FraudSense — Graph Neural Network Fraud Detection

01 — The Problem

Why Credit Card Fraud Is a Hard ML Problem

⚖️

Severe Class Imbalance

Only 3.5% of transactions are fraudulent. A naive classifier predicting "legit" for everything achieves 96.5% accuracy — making standard accuracy a useless metric. We need PR-AUC and F1 at an optimised threshold.

🕸️

Fraud Rings Are Relational

Fraudsters reuse devices, email domains, and billing addresses across multiple stolen cards. Traditional tabular models treat each transaction independently — they miss the network structure that exposes organised rings.

⏱️

Temporal Data Leakage

Random train/test splits cause data leakage — future transaction patterns inform past predictions. Real fraud detection must use strict temporal splits: train on early transactions, test on later ones.

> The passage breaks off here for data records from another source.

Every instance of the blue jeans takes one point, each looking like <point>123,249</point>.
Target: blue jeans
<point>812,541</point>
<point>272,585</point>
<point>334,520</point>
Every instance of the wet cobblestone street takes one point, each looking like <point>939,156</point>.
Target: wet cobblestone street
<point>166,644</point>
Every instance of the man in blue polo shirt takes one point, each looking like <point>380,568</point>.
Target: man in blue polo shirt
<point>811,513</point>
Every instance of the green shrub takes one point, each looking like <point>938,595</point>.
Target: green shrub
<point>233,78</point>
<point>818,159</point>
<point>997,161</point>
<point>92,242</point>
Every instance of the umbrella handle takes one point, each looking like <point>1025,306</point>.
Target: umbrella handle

Real-world impact: Card fraud cost the global economy over $32 billion in 2023. Payment networks like Visa, Mastercard, and Amex score every transaction in <100ms — the model must be fast and explainable for compliance.

02 — Dataset

IEEE-CIS Fraud Detection Dataset

Real-world transaction data provided by Vesta Corporation for the IEEE Computational Intelligence Society (CIS) Fraud Detection competition. One of the most feature-rich public fraud datasets available.

590,540Total transactions

3.5%Fraud rate

393Transaction features

41Identity features

Feature Groups

V1–V339 — Vesta engineered features (anonymised risk signals)

card1–card6 — Card type, bank, category (graph linkage nodes)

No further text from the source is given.